II. Summary Judgment Standard
Summary judgment shall be granted when "there is no genuine dispute as to any material fact and the movant is entitled to judgment as a matter of law." Fed.R.Civ.P. 56(a). When making such a determination, the Court must construe the evidence and make all reasonable inferences in favor of the non-moving party. See Anderson v. Liberty Lobby, Inc., 477 U.S. 242, 247 (1986). Summary judgment is appropriate, however, when the non-moving party "fails to make a showing sufficient to establish the existence of an element essential to the party's case, and on which that party will bear the burden of proof at trial." Celotex Corp. v. Catrett, 477 U.S. 317, 322 (1986). "A genuine issue of material fact arises only if sufficient evidence favoring the nonmoving party exists to permit a jury to return a verdict for that party." Brummett v. Sinclair Broadcast Group, Inc., 414 F.3d 686, 692 (7th Cir. 2005).
Lomec seeks relief under the Federal Tort Claims Act ("FTCA") and claims that Forero was negligent in hitting Lomec with the car Forero was driving. The Federal Tort Claims Act is a limited waiver of the federal government's sovereignty. Luna v. United States, 454 F.3d 631, 634 (7th Cir. 2006). Under the FTCA, the United States is liable "for personal injuries as a result of its negligence to the same extent that a private person would be liable under the law of the place where the negligence occurred." Luna, 454 F.3d at 634 (citing 28 U.S.C. § 1346(b)(1)).
The defendant seeks summary judgment on the basis of its affirmative defense. Specifically, defendant argues that Lomec is barred from recovering damages, because he is more than 50% responsible for the accident. Under Illinois law, a plaintiff is "barred from recovering damages if the trier of fact finds that the contributory fault on the part of the plaintiff is more than 50% of the proximate cause of the injury or damage for which recovery is sought." 735 ILCS 5/2-1116(c) (emphasis added).
As is clear from the plain language of the statute, the apportionment of negligence is generally an issue of fact. See Merca v. Rhodes, 960 N.E.2d 85, 98 (1st Dist. 2011) ("Illinois law has usually dictated that the percentage of negligence that attaches to a pedestrian's negligence is a question of fact."). Contributory negligence "becomes a question of law appropriate for summary judgment only when all reasonable minds would agree that the evidence and reasonable inferences therefrom, viewed in a light most favorable to the nonmoving party, so overwhelmingly favors the movant that no contrary verdict based on that evidence could ever stand.'" DeMyrick v.
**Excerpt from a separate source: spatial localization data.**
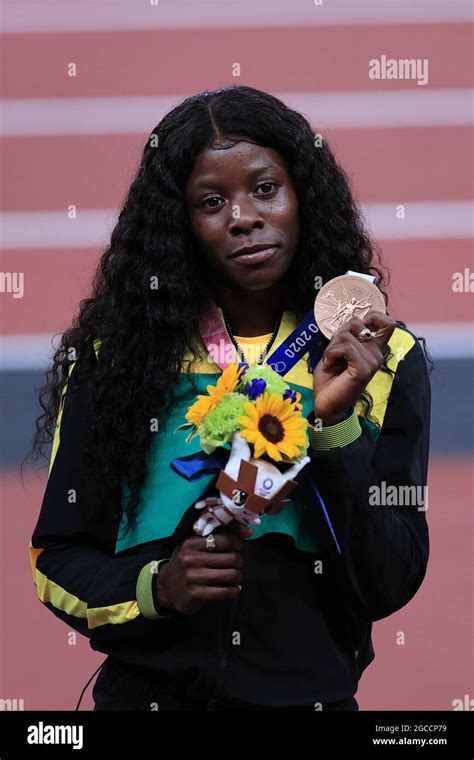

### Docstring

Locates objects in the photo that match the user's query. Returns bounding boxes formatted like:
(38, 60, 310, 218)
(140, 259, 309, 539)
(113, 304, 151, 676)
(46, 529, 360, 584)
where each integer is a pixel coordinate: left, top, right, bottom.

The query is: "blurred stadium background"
(1, 1, 472, 711)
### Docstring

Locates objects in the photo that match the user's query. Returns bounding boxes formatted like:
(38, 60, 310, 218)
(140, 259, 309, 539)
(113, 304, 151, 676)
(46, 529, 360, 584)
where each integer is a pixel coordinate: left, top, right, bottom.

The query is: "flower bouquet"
(175, 362, 311, 536)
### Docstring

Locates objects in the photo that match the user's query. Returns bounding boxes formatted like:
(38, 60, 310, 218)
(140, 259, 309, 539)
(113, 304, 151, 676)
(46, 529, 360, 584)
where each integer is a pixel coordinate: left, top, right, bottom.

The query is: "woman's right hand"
(154, 524, 253, 615)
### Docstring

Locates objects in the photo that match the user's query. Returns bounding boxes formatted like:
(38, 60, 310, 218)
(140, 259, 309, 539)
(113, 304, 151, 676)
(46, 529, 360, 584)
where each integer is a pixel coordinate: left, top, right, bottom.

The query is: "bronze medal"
(314, 275, 386, 339)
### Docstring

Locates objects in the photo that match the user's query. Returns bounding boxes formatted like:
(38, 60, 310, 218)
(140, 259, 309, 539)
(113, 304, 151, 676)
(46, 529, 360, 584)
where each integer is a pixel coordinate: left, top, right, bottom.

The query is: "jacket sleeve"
(305, 335, 431, 622)
(29, 343, 175, 644)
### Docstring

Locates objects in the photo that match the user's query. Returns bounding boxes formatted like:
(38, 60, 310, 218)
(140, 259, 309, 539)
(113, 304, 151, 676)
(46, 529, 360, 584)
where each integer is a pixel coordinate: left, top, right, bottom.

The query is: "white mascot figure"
(193, 431, 310, 537)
Guest Quarters Suite Hotels, 944 F.Supp. 661, 667 (N.D. Ill. 1996) (quoting West v. Kirkham, 207 Ill.App.3d 954, 958 (4th Dist. 1991)).
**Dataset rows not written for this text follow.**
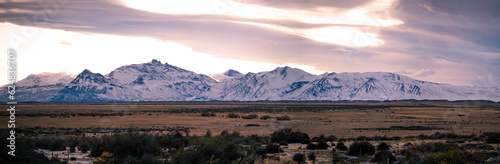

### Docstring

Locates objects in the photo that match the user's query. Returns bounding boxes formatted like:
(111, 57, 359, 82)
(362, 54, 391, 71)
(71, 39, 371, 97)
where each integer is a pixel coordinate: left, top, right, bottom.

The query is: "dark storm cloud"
(394, 0, 500, 50)
(379, 0, 500, 84)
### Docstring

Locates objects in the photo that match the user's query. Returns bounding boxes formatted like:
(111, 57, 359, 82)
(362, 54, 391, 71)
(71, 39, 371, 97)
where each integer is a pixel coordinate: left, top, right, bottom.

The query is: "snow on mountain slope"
(52, 69, 111, 102)
(209, 69, 243, 82)
(197, 66, 318, 100)
(0, 72, 76, 102)
(3, 60, 498, 102)
(199, 70, 500, 101)
(52, 59, 217, 101)
(16, 72, 76, 87)
(288, 72, 499, 101)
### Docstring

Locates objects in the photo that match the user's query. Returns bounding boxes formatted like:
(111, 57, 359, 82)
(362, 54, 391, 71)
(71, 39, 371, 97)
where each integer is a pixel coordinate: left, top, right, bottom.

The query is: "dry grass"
(3, 101, 499, 137)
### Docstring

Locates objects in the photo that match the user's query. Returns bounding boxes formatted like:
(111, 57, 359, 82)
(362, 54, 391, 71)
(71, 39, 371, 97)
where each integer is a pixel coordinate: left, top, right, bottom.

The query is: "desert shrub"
(402, 142, 482, 163)
(266, 144, 283, 153)
(244, 124, 260, 127)
(201, 112, 215, 117)
(308, 141, 328, 150)
(242, 114, 258, 119)
(139, 154, 160, 164)
(293, 153, 305, 164)
(347, 141, 375, 156)
(415, 132, 474, 140)
(227, 113, 239, 118)
(0, 132, 55, 164)
(202, 135, 243, 162)
(317, 141, 329, 149)
(377, 142, 391, 150)
(306, 143, 317, 150)
(276, 115, 291, 121)
(205, 129, 212, 137)
(80, 144, 89, 153)
(312, 134, 326, 142)
(255, 147, 267, 158)
(356, 135, 373, 141)
(279, 141, 288, 146)
(33, 138, 66, 150)
(270, 128, 310, 143)
(486, 157, 500, 164)
(100, 151, 113, 159)
(308, 152, 316, 161)
(243, 135, 266, 145)
(372, 135, 400, 141)
(372, 150, 396, 163)
(171, 131, 245, 163)
(336, 142, 348, 151)
(411, 142, 459, 154)
(485, 132, 500, 143)
(462, 143, 494, 150)
(89, 130, 164, 163)
(260, 115, 271, 120)
(424, 149, 480, 164)
(326, 135, 337, 141)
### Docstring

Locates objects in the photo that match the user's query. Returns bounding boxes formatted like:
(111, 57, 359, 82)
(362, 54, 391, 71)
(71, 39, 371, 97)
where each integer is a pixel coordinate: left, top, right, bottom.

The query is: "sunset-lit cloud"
(0, 0, 498, 87)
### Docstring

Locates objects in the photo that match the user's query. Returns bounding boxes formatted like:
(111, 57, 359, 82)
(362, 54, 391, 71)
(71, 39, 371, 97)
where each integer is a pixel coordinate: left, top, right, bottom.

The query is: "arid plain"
(6, 100, 499, 138)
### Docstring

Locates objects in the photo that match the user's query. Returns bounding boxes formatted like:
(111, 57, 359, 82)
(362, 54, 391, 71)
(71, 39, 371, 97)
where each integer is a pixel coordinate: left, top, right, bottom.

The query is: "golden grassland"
(3, 101, 499, 138)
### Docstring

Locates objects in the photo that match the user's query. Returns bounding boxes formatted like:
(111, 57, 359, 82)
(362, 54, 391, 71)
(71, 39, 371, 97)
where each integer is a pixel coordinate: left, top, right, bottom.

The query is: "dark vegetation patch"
(354, 126, 444, 131)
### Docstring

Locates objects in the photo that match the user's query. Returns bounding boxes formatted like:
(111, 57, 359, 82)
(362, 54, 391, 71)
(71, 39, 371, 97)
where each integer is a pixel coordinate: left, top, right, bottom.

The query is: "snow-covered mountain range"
(2, 60, 499, 102)
(209, 69, 244, 82)
(0, 72, 76, 102)
(52, 59, 216, 102)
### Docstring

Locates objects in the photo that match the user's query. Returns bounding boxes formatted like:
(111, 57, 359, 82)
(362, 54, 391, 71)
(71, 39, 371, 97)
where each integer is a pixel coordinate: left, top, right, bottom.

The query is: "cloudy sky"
(0, 0, 499, 87)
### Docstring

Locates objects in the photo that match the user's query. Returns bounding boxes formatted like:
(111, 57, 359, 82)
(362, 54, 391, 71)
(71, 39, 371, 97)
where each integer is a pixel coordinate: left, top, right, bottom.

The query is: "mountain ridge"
(2, 59, 498, 102)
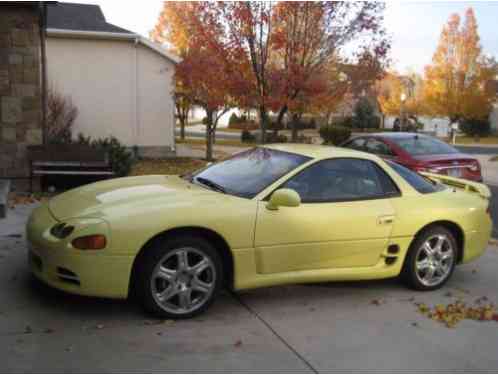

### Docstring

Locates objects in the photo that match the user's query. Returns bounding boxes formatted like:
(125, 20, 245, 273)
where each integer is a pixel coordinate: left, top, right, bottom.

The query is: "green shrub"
(460, 118, 491, 137)
(76, 134, 133, 176)
(201, 116, 208, 125)
(228, 113, 239, 126)
(319, 125, 351, 146)
(241, 129, 256, 143)
(333, 116, 354, 128)
(353, 98, 380, 129)
(266, 133, 288, 143)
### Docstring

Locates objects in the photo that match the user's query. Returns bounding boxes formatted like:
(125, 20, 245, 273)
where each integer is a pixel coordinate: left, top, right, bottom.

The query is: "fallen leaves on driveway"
(8, 193, 50, 209)
(130, 158, 207, 176)
(415, 299, 498, 328)
(370, 298, 385, 306)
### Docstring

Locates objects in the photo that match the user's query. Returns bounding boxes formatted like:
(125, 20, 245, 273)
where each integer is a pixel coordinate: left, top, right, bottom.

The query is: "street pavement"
(2, 204, 498, 372)
(456, 144, 498, 155)
(175, 125, 242, 140)
(489, 185, 498, 238)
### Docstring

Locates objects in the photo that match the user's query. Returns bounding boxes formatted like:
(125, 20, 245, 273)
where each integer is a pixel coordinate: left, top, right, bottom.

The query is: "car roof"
(361, 132, 429, 139)
(262, 143, 380, 161)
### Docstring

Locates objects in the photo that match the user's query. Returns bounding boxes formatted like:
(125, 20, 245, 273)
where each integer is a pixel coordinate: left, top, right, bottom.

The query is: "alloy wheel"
(150, 247, 216, 315)
(415, 234, 454, 287)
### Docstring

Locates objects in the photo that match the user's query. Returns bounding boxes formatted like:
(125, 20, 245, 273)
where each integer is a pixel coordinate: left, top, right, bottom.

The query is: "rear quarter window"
(387, 161, 444, 194)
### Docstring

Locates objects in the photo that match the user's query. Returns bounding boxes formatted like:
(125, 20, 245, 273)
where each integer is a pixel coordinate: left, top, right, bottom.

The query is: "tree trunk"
(259, 106, 268, 144)
(205, 110, 214, 161)
(291, 113, 300, 142)
(179, 118, 186, 140)
(274, 105, 288, 136)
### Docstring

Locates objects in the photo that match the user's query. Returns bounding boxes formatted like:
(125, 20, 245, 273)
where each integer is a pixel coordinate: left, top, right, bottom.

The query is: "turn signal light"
(72, 235, 107, 250)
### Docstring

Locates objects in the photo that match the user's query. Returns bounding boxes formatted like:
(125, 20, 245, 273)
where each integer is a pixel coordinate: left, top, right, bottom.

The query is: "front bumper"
(27, 203, 134, 299)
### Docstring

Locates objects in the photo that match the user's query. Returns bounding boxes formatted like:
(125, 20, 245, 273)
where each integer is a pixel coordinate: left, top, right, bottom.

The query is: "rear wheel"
(402, 226, 457, 291)
(135, 236, 223, 319)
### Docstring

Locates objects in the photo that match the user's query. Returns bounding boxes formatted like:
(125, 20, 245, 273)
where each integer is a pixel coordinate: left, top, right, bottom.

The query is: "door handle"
(378, 215, 395, 225)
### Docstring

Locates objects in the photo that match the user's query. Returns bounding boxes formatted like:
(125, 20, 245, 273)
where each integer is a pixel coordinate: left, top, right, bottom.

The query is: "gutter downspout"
(134, 37, 140, 154)
(39, 2, 48, 145)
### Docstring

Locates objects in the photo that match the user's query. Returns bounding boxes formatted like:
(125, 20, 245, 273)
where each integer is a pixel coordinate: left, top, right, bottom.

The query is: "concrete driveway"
(1, 204, 498, 372)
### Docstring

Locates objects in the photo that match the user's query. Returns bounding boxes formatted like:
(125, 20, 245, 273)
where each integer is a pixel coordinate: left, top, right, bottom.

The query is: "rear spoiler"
(420, 172, 491, 199)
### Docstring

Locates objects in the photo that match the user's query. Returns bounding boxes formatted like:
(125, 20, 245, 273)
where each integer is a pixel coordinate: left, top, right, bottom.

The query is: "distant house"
(46, 2, 180, 158)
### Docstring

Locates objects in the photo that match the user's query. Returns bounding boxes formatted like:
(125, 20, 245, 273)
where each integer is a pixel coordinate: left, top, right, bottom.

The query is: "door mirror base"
(266, 189, 301, 210)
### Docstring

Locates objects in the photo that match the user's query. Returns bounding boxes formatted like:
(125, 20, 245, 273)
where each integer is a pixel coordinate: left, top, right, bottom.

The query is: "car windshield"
(390, 135, 457, 155)
(387, 160, 445, 194)
(189, 148, 311, 199)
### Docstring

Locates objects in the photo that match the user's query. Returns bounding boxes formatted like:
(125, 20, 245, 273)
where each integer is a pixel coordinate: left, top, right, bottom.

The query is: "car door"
(254, 158, 399, 274)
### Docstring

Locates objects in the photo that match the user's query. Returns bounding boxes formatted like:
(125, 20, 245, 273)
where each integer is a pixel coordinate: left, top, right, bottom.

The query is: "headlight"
(50, 223, 75, 239)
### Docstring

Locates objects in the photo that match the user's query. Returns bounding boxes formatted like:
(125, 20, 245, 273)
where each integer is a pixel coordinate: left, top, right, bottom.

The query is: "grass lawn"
(454, 136, 498, 145)
(215, 127, 243, 133)
(130, 158, 207, 176)
(175, 120, 204, 127)
(175, 137, 250, 148)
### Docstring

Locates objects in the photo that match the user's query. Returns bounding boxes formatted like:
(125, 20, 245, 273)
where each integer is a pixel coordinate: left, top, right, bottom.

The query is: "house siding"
(0, 5, 43, 186)
(46, 36, 176, 157)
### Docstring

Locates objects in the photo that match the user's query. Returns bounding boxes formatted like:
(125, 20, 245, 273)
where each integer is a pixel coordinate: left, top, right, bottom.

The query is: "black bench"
(27, 145, 114, 192)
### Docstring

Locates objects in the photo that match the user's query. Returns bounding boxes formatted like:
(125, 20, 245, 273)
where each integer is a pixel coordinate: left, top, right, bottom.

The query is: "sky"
(69, 0, 498, 74)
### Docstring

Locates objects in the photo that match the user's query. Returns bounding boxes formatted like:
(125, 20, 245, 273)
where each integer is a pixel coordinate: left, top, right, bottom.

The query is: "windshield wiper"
(195, 177, 227, 194)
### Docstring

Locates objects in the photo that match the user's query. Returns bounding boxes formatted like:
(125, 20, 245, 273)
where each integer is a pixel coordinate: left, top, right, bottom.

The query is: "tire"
(135, 235, 223, 319)
(401, 226, 458, 291)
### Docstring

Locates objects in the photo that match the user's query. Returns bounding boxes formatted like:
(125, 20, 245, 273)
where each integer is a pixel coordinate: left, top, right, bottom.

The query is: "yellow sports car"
(27, 144, 493, 318)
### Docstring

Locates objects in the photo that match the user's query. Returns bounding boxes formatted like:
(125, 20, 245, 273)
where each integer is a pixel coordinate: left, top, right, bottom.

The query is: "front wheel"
(402, 226, 457, 291)
(135, 236, 223, 319)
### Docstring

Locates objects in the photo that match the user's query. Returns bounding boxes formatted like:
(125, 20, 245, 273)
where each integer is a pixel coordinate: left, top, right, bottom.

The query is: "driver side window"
(283, 158, 392, 203)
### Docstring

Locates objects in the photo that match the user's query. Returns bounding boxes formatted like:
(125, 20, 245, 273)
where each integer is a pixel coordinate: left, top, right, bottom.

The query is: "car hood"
(411, 153, 475, 164)
(48, 175, 216, 220)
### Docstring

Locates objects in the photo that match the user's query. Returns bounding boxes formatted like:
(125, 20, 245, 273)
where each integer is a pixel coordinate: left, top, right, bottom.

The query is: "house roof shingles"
(46, 2, 133, 34)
Here, the evidence is not so one-sided as to warrant summary judgment. Plaintiff has put forth evidence that he exercised some care. Specifically, Lomec put forth his own testimony that he looked both ways and saw no cars before proceeding into the intersection. The apportionment of negligence in this case is an issue of fact for the trier of fact. Accordingly, defendant's motion for summary judgment is denied.
For the reasons set forth above, the Court denies defendant's motion for summary judgment.